Morning in the Hallway

She turned around in a way only determined people do;

in one swoop her whole body made the decision to go back inside and find her keys. It was that sort of morning. As she accepted the fact she would be half an hour late, the sunlight argued its way through the glass windowpanes of her home. The walls couldn’t resist the warm allure so they allowed the rays to dance with them, knocking them off balance. While the soft grays turned goldenrod beneath a canopy of reclaimed wood beams, she walked through the large ironclad door. The breeze entered with her and splashed the hallway with a brisk hello. The lone straw hat hanging on the row of hooks moved ever so slightly. Her heels began to click clack on the Spanish tile floor. As she moved through the space she remembered the glow of the town where they bought this tile; they were two young lovers on a romantic rendezvous. She lived in this memory for only a moment, until the familiar smell of his cologne lingering there like a sheer curtain tickled her face. The cedar base note always had a way of putting her at ease. He’d been gone for two months but his scent remained in these hallways, and these alone.

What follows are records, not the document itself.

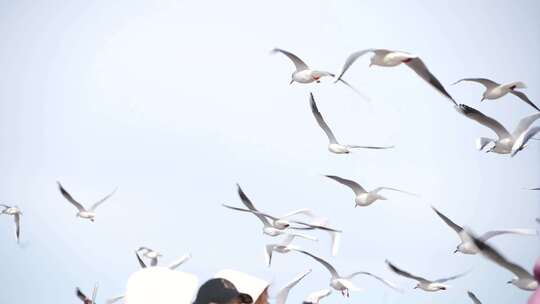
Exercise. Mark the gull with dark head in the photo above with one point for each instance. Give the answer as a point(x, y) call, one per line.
point(467, 246)
point(333, 145)
point(388, 58)
point(283, 294)
point(522, 278)
point(507, 143)
point(16, 213)
point(344, 283)
point(424, 284)
point(362, 196)
point(83, 213)
point(495, 90)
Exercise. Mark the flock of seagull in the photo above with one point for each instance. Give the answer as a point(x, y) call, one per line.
point(290, 226)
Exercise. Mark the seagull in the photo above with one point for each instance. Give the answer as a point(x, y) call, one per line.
point(315, 297)
point(522, 278)
point(473, 297)
point(333, 145)
point(522, 140)
point(281, 297)
point(388, 58)
point(344, 283)
point(84, 298)
point(303, 74)
point(505, 142)
point(496, 91)
point(83, 213)
point(284, 247)
point(468, 247)
point(424, 284)
point(362, 197)
point(150, 254)
point(16, 212)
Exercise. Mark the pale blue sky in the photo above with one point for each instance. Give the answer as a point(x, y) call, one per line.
point(173, 102)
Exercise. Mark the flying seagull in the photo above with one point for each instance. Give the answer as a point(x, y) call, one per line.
point(344, 283)
point(83, 213)
point(468, 247)
point(16, 212)
point(150, 254)
point(362, 197)
point(388, 58)
point(473, 297)
point(506, 141)
point(333, 145)
point(495, 90)
point(281, 297)
point(424, 284)
point(522, 278)
point(315, 297)
point(84, 298)
point(303, 74)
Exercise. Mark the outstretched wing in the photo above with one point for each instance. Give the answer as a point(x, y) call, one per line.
point(94, 206)
point(484, 120)
point(298, 63)
point(350, 60)
point(320, 120)
point(70, 199)
point(403, 273)
point(349, 183)
point(417, 65)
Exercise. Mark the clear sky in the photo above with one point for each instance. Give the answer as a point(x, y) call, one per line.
point(174, 102)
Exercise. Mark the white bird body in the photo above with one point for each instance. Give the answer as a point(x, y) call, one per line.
point(363, 197)
point(507, 143)
point(16, 213)
point(84, 213)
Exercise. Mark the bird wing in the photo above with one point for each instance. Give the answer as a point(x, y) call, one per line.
point(315, 297)
point(70, 199)
point(80, 294)
point(486, 236)
point(524, 124)
point(494, 256)
point(524, 97)
point(417, 65)
point(350, 60)
point(101, 201)
point(523, 139)
point(298, 63)
point(489, 84)
point(473, 297)
point(484, 120)
point(404, 273)
point(448, 221)
point(327, 265)
point(17, 218)
point(393, 189)
point(247, 202)
point(115, 299)
point(179, 262)
point(349, 183)
point(451, 278)
point(385, 282)
point(369, 147)
point(141, 262)
point(320, 120)
point(282, 295)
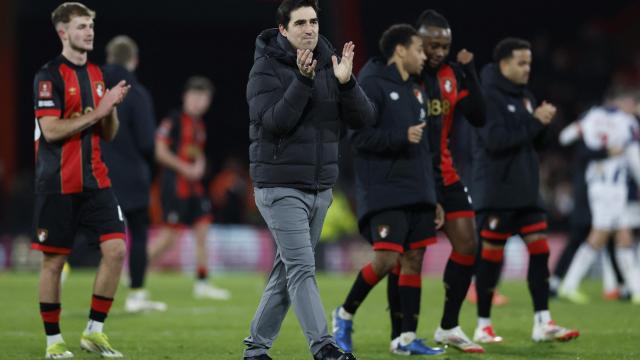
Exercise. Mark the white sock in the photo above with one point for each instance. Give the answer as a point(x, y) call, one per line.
point(54, 339)
point(629, 268)
point(407, 338)
point(94, 326)
point(484, 322)
point(579, 266)
point(343, 314)
point(542, 317)
point(554, 282)
point(609, 280)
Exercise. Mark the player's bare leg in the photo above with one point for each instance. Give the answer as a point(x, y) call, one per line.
point(457, 278)
point(203, 289)
point(629, 264)
point(49, 294)
point(582, 261)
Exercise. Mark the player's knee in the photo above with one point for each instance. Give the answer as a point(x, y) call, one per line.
point(115, 251)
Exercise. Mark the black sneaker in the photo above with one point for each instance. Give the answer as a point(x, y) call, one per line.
point(259, 357)
point(332, 352)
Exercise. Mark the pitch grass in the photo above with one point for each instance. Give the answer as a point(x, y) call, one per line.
point(201, 329)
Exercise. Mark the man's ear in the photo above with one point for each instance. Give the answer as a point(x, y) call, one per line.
point(282, 30)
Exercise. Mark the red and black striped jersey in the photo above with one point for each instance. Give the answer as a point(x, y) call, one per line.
point(65, 90)
point(445, 88)
point(186, 137)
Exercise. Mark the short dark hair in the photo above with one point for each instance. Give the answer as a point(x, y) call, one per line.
point(399, 34)
point(121, 50)
point(505, 48)
point(283, 15)
point(431, 17)
point(199, 83)
point(66, 11)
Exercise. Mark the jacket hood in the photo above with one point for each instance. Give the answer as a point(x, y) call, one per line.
point(270, 43)
point(118, 72)
point(377, 67)
point(491, 77)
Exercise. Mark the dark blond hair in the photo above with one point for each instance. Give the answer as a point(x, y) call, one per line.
point(66, 11)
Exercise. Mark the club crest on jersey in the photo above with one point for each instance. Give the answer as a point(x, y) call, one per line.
point(99, 88)
point(42, 235)
point(383, 231)
point(528, 105)
point(45, 90)
point(448, 86)
point(418, 95)
point(493, 222)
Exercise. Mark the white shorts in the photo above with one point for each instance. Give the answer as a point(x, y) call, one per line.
point(608, 204)
point(632, 215)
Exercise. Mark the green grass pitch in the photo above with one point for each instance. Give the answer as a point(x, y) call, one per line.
point(201, 329)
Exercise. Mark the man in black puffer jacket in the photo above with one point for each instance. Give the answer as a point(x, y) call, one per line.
point(506, 186)
point(395, 187)
point(300, 97)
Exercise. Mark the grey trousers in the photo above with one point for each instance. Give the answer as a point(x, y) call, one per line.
point(295, 219)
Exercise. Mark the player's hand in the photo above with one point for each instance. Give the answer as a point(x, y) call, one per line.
point(545, 113)
point(111, 98)
point(464, 56)
point(439, 221)
point(306, 64)
point(414, 133)
point(342, 70)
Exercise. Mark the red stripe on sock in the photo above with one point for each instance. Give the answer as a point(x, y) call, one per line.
point(369, 275)
point(464, 260)
point(459, 215)
point(410, 280)
point(493, 255)
point(51, 316)
point(388, 246)
point(202, 271)
point(423, 243)
point(538, 247)
point(101, 305)
point(494, 235)
point(396, 270)
point(534, 227)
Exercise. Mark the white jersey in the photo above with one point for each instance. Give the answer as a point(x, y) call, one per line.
point(608, 128)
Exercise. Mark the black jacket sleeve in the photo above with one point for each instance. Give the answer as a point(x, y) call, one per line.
point(372, 138)
point(473, 105)
point(355, 107)
point(497, 136)
point(278, 108)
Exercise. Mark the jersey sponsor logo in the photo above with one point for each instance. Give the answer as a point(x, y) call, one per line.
point(42, 234)
point(494, 222)
point(45, 90)
point(448, 86)
point(46, 103)
point(383, 231)
point(99, 85)
point(418, 95)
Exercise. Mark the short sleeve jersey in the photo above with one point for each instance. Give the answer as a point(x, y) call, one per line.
point(72, 165)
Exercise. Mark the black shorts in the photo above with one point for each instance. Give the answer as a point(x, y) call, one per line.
point(59, 217)
point(179, 212)
point(497, 226)
point(402, 229)
point(456, 201)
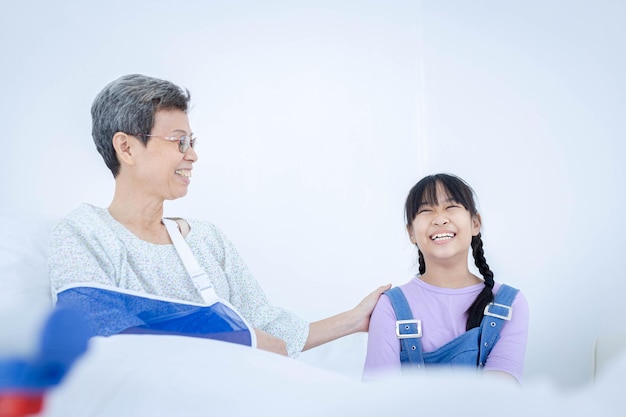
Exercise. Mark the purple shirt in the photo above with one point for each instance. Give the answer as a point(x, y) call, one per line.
point(443, 312)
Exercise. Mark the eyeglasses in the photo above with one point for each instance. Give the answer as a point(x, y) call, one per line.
point(184, 142)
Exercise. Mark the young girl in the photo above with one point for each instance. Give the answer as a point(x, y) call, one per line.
point(443, 321)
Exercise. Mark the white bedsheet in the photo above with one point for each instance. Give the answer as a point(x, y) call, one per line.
point(146, 375)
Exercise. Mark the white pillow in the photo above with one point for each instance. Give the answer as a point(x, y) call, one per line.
point(25, 295)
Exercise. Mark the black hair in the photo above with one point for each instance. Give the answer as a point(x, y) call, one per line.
point(457, 189)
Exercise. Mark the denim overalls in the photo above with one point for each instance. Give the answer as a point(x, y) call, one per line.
point(469, 349)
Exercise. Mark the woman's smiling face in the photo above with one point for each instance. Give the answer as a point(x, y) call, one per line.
point(164, 169)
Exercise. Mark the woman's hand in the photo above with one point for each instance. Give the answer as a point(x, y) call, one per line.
point(351, 321)
point(363, 310)
point(266, 341)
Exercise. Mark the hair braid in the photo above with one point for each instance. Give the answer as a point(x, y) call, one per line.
point(476, 310)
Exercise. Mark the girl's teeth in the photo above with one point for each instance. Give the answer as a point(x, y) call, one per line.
point(183, 172)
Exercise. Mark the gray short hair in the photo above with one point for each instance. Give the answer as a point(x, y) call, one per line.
point(128, 105)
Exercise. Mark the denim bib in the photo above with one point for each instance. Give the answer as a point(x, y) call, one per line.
point(469, 349)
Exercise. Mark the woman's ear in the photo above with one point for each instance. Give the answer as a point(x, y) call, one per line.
point(476, 223)
point(123, 147)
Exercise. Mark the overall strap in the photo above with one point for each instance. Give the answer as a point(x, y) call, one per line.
point(197, 274)
point(496, 313)
point(408, 329)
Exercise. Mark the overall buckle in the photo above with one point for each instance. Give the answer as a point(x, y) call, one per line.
point(408, 328)
point(504, 315)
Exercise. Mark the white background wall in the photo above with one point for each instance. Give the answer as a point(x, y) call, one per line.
point(315, 119)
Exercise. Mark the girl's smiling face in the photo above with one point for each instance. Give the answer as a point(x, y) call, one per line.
point(442, 227)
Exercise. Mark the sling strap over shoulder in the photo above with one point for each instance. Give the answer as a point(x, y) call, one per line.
point(409, 329)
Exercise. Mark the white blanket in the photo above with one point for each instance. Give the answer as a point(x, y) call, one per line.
point(146, 375)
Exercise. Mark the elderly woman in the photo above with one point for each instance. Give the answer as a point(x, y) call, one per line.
point(141, 129)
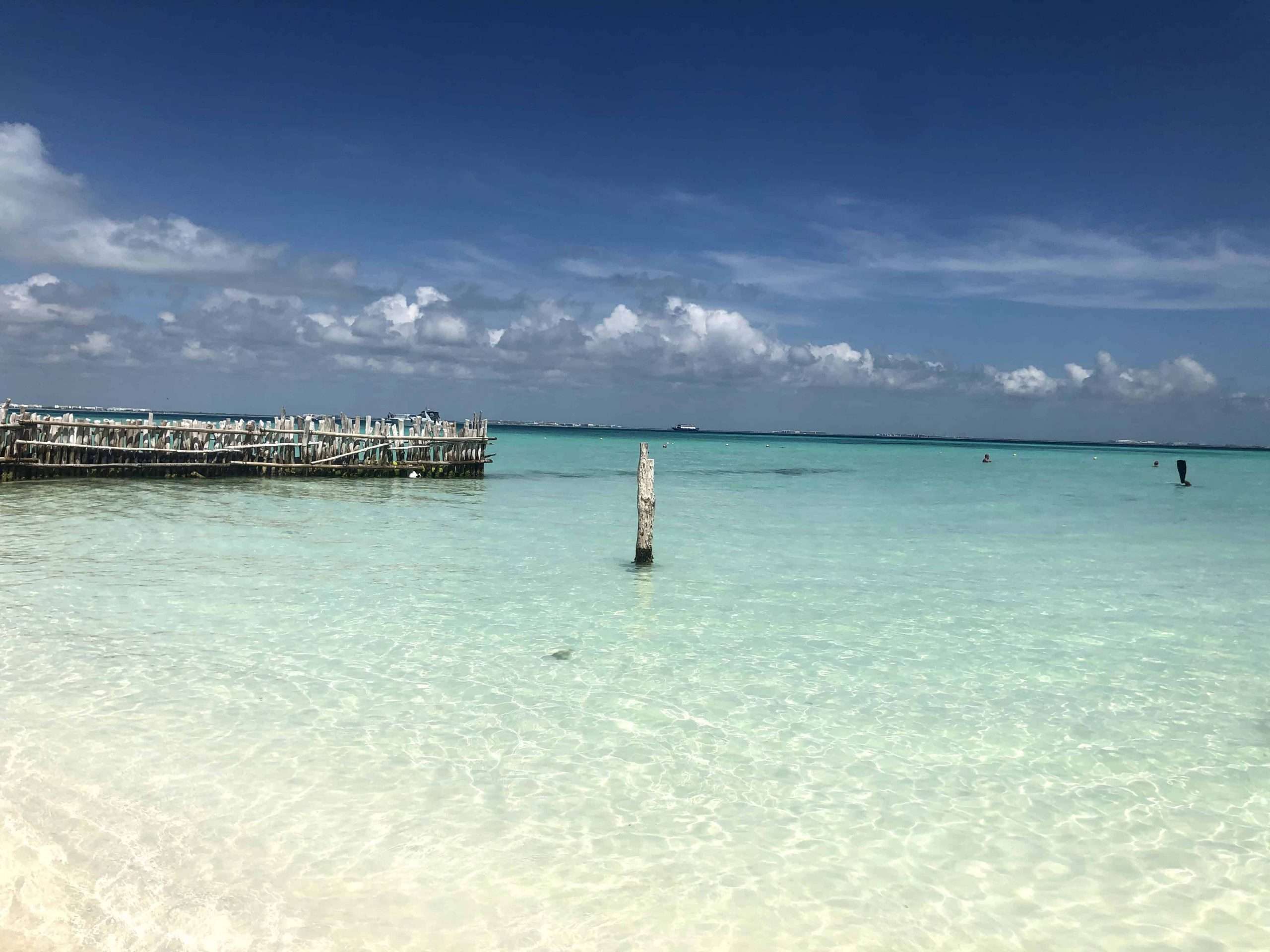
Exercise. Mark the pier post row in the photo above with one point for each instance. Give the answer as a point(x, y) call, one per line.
point(35, 446)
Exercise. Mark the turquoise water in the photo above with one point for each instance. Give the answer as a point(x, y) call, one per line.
point(872, 696)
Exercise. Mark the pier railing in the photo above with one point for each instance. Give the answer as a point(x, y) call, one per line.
point(35, 446)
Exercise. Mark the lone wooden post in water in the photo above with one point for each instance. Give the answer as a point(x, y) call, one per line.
point(647, 503)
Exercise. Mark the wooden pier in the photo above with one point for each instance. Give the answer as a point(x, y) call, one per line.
point(35, 447)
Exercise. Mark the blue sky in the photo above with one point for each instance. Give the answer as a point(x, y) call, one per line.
point(994, 220)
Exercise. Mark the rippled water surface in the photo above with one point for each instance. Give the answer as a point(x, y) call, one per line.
point(872, 696)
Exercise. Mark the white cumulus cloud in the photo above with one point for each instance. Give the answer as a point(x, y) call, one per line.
point(45, 216)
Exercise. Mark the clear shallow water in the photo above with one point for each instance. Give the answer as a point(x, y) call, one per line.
point(872, 696)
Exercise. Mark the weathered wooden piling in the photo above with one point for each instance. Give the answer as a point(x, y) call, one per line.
point(645, 503)
point(35, 446)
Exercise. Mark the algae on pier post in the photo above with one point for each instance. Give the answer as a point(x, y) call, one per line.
point(645, 503)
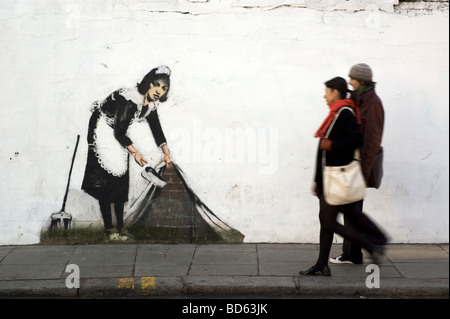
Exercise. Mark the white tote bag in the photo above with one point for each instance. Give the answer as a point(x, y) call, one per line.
point(343, 184)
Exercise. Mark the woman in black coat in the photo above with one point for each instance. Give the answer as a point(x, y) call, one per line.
point(343, 139)
point(106, 175)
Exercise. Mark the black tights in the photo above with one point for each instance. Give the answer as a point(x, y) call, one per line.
point(105, 208)
point(361, 225)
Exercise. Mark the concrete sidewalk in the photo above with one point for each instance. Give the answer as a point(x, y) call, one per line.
point(258, 270)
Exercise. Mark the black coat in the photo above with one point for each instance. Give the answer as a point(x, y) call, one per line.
point(346, 136)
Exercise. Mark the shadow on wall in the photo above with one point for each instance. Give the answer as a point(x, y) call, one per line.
point(173, 214)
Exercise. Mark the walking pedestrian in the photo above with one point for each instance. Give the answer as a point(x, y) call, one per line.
point(344, 138)
point(106, 176)
point(372, 124)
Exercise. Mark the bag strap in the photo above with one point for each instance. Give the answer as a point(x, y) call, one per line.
point(356, 154)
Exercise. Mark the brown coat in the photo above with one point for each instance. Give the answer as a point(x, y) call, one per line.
point(372, 125)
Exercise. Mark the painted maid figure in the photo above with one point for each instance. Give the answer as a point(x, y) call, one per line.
point(113, 136)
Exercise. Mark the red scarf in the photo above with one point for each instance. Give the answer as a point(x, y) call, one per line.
point(334, 107)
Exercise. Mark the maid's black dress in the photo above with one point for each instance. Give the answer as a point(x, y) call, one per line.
point(106, 176)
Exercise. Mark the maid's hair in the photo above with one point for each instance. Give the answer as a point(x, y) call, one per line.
point(160, 73)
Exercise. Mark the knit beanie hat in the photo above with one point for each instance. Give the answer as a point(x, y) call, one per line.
point(361, 71)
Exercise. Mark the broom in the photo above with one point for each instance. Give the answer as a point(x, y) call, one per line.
point(62, 218)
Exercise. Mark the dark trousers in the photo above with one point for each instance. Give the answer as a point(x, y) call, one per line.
point(105, 208)
point(363, 233)
point(352, 251)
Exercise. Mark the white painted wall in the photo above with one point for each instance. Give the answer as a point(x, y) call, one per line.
point(258, 69)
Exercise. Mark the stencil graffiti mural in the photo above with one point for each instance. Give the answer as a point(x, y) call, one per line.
point(125, 135)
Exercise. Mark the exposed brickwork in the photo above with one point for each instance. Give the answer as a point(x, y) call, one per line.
point(173, 217)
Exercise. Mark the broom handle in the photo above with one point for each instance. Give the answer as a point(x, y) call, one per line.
point(70, 173)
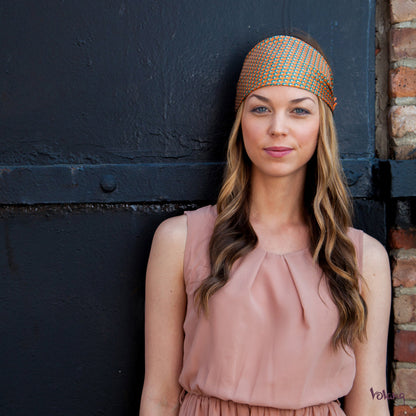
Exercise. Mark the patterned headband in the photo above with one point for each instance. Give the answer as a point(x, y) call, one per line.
point(289, 61)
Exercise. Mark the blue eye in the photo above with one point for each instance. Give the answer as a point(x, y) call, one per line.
point(300, 111)
point(259, 109)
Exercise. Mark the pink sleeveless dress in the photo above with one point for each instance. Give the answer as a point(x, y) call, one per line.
point(264, 349)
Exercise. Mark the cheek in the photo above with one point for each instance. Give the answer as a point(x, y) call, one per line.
point(309, 136)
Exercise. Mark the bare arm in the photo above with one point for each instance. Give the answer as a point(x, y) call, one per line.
point(164, 315)
point(371, 354)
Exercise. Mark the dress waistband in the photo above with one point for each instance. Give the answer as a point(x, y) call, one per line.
point(198, 404)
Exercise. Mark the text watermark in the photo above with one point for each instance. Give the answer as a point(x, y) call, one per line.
point(382, 395)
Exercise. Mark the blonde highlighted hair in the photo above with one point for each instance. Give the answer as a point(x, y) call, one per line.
point(328, 208)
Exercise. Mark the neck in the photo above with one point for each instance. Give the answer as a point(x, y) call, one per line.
point(277, 201)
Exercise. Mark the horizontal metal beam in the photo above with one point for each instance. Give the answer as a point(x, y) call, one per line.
point(118, 183)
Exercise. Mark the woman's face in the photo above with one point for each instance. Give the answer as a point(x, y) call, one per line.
point(280, 127)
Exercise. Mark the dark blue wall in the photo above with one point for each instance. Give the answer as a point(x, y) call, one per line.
point(114, 116)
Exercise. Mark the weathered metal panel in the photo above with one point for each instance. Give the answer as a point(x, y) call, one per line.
point(147, 82)
point(118, 183)
point(71, 302)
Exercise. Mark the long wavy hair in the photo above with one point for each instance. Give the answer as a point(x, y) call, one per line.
point(328, 210)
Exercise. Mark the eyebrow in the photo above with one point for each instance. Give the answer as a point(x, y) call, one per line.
point(295, 101)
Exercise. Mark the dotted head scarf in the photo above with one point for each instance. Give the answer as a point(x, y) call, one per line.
point(289, 61)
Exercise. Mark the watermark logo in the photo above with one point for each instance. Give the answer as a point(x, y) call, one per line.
point(382, 395)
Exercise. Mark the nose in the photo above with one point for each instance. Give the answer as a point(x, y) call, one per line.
point(278, 124)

The house felt larger that normal, almost big enough to swallow whatever feelings she had left. She enjoyed that comfort; knowing that at any moment the high ceilings could absorb the rest of her pain and render her numb. She moved about the kitchen, sure the keys were on the counter next to her half finished coffee. If he were here he would know where she had left them. He would have brought them out to her after she had forgotten them. But he wasn’t here. He was in a new home, probably thinking of her. She hoped the tough love would help him get clean, but now she wasn’t so sure. As she reached behind the oversized terra cotta mug, she saw the shining keys tucked behind the dog bowl. She stopped and closed her eyes, took a deep breath, and prayed. She wasn’t religious but for some reason she felt as though God could hear her inside these four walls.

Before she left the kitchen she touched his picture hung on the fridge with a magnet in the shape of Florida that she hated, but he loved. She hoped her prayer would somehow leave her fingertips and touch his forehead, similar to the way his lips would touch hers. It was time to go. She took one last sip of her cold coffee and turned back around, even more determined than she was when she came in to find what she thought she lost.